Kakashi terdiam, firasatnya pun berkata hal yang sama.

"Para Uchiha itu harus diwaspadai Hime, meskipun suamimu mencintaimu, aku khawatir cintanya yang besar akan berbalik memakannya."

Dan memakanmu, tambah Kakashi dalam hati.

"Ya aku tahu itu. Dan karena alasan itu, sepertinya anakku belum siap lahir kedunia. Untuk saat ini."

"Kalau pun dia lahir dalam waktu dekat di masa ini, aku akan menjaganya Hime."

"Terimakasih kakashi, aku tahu aku bisa mengandalkanmu."

"Tentu saja, Hime."

Naruto bangkit, ia membersihkan debu yang menempel dibajunya.

"Aku pulang dulu Kakashi. Ingat, jangan makan Miko baru itu."

Kakashi terkekeh geli, "Baiklah. Hati-hati hime."

Dan Saat itu adalah terakhir kalinya Kakashi melihat Naruto sebagai manusia.

.

.

.

Beberapa tahun, windu, dasawarsa atau apalah itu…

Modernisasi membuat manusia lebih mementingkan materi dari kehidupan religi, dan sebagai penjaga kuil api, Kakashi sangat merasakan perubahan itu. Jika dahulu ia mendapat persembahan ekstra. Sekarang hanya ada sekadarnya saja. Pengunjung yang datang ke kuil tidak lagi berdoa, hanya sekarang memanyunkan bibir di depan kotak berkacamata. Terlihat membosankan, tetapi melegakan disaat bersamaan. Kakashi tidak perlu was-was lagi akan ada manusia yang nekat menerobos ruang rahasia kuil untuk mencuri gulungan. Bagi manusia masa kini, Kakashi sang Banaspati kuil api hanya dongeng pengantar tidur.

Di masa ini lah Kakashi dapat sedikit lebih berbaur dengan manusia asalkan tidak berwujud api. Ia tidak lagi ditakuti, hanya dianggap pria mesum aneh yang berambut putih di usia muda, bahkan seorang nenek tua pernah memberikan masker karena mengira Kakashi Flu hingga menutup wajahnya.

Terkadang perlu sedikit kenekatan agar hidup semakin menarik, itupun jika hari-hari sebagai Banaspati bisa dikategorikan hidup.

Dan selalu ada hari dimana kenekatan harus dibayar mahal.

Di sebuah lorong sempit nan gelap, Kakashi terpojok. Well, benar-benar terpojok. Lima orang lelaki yang jelas bukan manusia. Menuntut sesuatu dari Kakashi. Sebenarnya jika Kakashi mau, Ia bisa kabur dengan mudah lewat wujud apinya atau membakar para begundal itu. Tapi ia tidak ingin memancing perhatian dari manusia, karena itu akan merepotkan.

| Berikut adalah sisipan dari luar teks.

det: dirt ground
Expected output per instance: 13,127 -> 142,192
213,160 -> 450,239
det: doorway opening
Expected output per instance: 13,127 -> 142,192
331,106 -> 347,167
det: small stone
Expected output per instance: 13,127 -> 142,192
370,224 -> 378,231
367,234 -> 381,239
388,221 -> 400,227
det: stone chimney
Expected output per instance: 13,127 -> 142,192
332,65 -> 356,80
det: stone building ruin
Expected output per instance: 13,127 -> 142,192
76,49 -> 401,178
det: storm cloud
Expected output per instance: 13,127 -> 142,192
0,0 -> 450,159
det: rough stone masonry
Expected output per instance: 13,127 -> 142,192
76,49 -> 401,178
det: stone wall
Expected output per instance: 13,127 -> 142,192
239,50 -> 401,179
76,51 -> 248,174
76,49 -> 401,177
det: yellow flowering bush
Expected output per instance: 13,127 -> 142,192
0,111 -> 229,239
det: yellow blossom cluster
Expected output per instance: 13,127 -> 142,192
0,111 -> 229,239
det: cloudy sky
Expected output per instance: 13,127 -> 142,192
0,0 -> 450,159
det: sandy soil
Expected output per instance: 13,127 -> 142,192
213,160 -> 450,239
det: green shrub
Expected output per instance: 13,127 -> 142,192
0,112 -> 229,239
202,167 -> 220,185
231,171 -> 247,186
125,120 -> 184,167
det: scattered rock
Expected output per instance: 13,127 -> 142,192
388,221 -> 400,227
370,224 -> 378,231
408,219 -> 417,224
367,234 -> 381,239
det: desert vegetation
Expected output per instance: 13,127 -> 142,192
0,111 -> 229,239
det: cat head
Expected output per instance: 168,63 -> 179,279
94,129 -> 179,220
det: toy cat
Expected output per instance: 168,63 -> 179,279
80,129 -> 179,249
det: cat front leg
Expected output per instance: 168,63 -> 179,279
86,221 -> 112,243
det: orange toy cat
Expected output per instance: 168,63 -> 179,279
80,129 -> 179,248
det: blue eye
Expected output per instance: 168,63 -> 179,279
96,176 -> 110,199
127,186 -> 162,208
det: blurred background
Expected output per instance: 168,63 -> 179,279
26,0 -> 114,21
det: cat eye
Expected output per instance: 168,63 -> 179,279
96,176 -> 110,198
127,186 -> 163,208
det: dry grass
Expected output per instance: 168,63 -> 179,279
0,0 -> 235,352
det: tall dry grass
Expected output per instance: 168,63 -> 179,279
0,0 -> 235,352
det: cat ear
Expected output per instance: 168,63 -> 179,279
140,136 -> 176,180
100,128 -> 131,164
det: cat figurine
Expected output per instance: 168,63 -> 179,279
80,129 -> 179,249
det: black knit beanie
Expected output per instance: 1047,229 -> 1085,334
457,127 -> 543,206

"Berikan informasi yang kami mau, atau kau akan menyesal!"

" Yare-yare. Kau tahu. Aku hidup lebih lama dari kalian, penyesalanku lebih banyak. Kalian akan melakukan apa? Membunuhku? Itu pun kalau kalian bisa." Jawab Kakashi santai

Sebelum sosok itu menjawab atau berbuat lebih jauh, sosok lain ikut menimpali.

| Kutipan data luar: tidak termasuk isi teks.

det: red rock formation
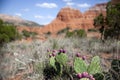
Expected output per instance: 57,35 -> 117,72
42,3 -> 106,33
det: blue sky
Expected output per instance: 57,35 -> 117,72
0,0 -> 109,24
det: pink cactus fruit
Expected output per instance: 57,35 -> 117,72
82,72 -> 89,78
52,53 -> 56,57
62,49 -> 66,53
77,73 -> 82,79
82,56 -> 86,60
49,54 -> 52,57
76,53 -> 81,57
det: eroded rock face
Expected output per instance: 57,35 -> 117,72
42,3 -> 106,33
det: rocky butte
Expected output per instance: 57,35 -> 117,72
42,3 -> 107,34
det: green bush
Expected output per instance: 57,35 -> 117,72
0,20 -> 19,44
22,30 -> 37,38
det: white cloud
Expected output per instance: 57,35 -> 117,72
63,0 -> 72,2
34,15 -> 54,19
36,2 -> 58,8
22,8 -> 30,12
66,2 -> 75,6
46,15 -> 54,19
15,13 -> 22,16
34,15 -> 44,19
77,3 -> 91,8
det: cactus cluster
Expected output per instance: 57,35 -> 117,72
48,49 -> 102,80
77,72 -> 95,80
74,53 -> 102,80
104,59 -> 120,80
48,49 -> 68,75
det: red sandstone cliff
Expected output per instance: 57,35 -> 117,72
42,3 -> 106,33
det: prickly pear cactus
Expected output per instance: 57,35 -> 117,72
80,78 -> 90,80
55,53 -> 68,66
74,57 -> 87,73
111,59 -> 120,74
94,73 -> 104,80
109,59 -> 120,80
55,62 -> 63,75
87,56 -> 102,74
50,57 -> 56,69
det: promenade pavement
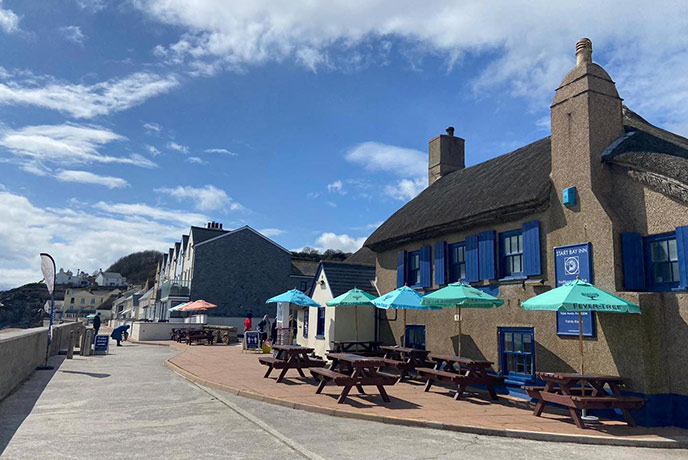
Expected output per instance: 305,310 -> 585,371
0,343 -> 687,460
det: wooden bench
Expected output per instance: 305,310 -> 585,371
186,330 -> 213,345
258,345 -> 327,383
417,367 -> 504,401
522,372 -> 645,428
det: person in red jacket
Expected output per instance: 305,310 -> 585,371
244,312 -> 253,332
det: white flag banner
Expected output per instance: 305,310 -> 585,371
41,252 -> 55,294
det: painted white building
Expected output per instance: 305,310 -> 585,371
292,262 -> 379,358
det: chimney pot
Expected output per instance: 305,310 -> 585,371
576,38 -> 592,66
428,126 -> 465,185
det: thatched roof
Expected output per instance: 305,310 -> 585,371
602,107 -> 688,203
364,137 -> 551,251
344,246 -> 376,266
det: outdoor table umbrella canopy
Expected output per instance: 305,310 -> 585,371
521,279 -> 640,374
265,289 -> 320,307
177,300 -> 217,311
325,288 -> 375,341
372,286 -> 434,346
421,282 -> 504,356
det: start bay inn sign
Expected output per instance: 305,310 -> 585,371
554,243 -> 596,337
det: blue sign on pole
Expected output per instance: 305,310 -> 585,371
554,243 -> 596,337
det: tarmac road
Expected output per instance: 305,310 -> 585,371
0,343 -> 688,460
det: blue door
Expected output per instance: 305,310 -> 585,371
406,326 -> 425,350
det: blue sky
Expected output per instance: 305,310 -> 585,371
0,0 -> 688,287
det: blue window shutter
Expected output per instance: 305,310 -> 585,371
397,251 -> 406,288
420,246 -> 432,287
465,235 -> 479,283
621,232 -> 645,291
435,241 -> 447,285
676,226 -> 688,289
522,220 -> 542,276
478,230 -> 496,280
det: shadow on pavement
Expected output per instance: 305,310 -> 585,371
0,356 -> 65,456
60,371 -> 110,379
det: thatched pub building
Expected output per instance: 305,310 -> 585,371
365,39 -> 688,427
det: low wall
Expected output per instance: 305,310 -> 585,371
131,321 -> 203,342
0,323 -> 82,400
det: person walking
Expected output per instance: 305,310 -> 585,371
110,325 -> 129,347
93,313 -> 101,337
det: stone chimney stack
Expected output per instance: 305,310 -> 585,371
550,38 -> 624,290
428,126 -> 466,185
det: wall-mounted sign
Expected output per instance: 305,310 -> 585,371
554,243 -> 596,337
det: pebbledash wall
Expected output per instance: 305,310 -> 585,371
365,40 -> 688,427
0,323 -> 82,400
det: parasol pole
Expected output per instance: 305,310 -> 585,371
354,305 -> 358,342
459,305 -> 463,356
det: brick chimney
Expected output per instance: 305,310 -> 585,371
428,126 -> 466,185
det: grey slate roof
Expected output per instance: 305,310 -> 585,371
321,262 -> 378,297
190,226 -> 229,244
344,246 -> 377,266
364,137 -> 551,251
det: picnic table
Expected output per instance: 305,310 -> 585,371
186,329 -> 214,345
330,340 -> 382,356
311,353 -> 396,404
418,355 -> 504,401
258,345 -> 326,383
523,372 -> 645,428
380,345 -> 433,382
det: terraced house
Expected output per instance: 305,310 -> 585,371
365,39 -> 688,427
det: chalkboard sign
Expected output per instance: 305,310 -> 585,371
554,243 -> 596,337
244,331 -> 260,350
93,334 -> 110,353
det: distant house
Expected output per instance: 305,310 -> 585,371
62,289 -> 120,318
153,222 -> 317,325
96,270 -> 127,287
55,268 -> 88,287
295,262 -> 379,357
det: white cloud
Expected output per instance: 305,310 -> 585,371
185,157 -> 208,165
345,142 -> 428,177
0,0 -> 19,34
327,180 -> 346,195
60,26 -> 86,45
315,232 -> 366,252
258,228 -> 287,238
155,185 -> 244,211
93,201 -> 208,226
143,123 -> 162,133
0,190 -> 210,289
55,169 -> 129,188
0,72 -> 179,118
345,142 -> 428,201
135,0 -> 688,132
167,142 -> 189,154
384,177 -> 428,201
204,148 -> 238,157
0,123 -> 156,168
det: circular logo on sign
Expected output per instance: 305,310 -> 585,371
564,257 -> 580,275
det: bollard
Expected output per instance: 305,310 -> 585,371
86,329 -> 96,356
79,330 -> 88,356
67,330 -> 76,359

"Pergi kalian, Sekarang! Sebelum kuubah kalian menjadi gulungan."

Kelima lelaki itu terkejut dengan kemunculan tiba-tiba sosok bertudung dan langsung pergi tanpa banyak bicara.

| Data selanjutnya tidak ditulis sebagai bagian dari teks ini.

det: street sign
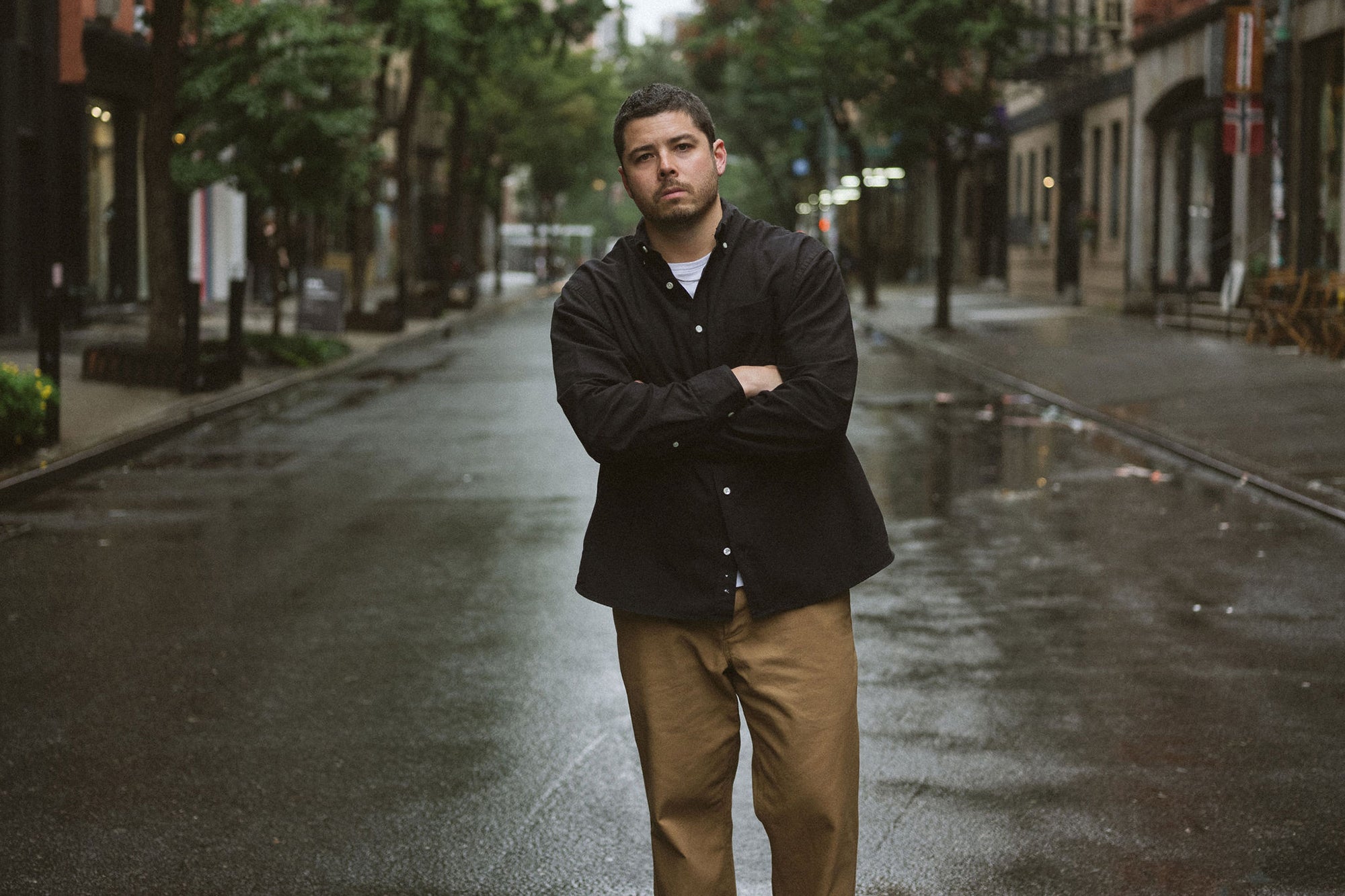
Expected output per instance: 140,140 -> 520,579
296,268 -> 346,332
1224,93 -> 1266,156
1224,7 -> 1266,94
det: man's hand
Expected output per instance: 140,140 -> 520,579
733,364 -> 784,398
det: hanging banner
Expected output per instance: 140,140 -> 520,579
1224,93 -> 1266,156
1224,7 -> 1266,93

"Kau membuatku terlihat seperti pecundang, padahal aku hanya sedikit bermain-main." Ucap Kakashi.

Sosok itu hanya tersenyum kecil, "Aku tahu itu, aku hanya ingin menunjukan, aku masih ditakuti. Jadi kau tidak perlu mengkhawatirkan aku lagi."

"Tentu saja aku khawatir, kau pergi tanpa pamit. Terkadang aku lupa kau sudah bukan manusia. Dan hanya itu yang mau kau katakan setelah sekian lama tidak bertemu?"

Naruto tersenyum, "Lama tidak bertemu, Kakashi."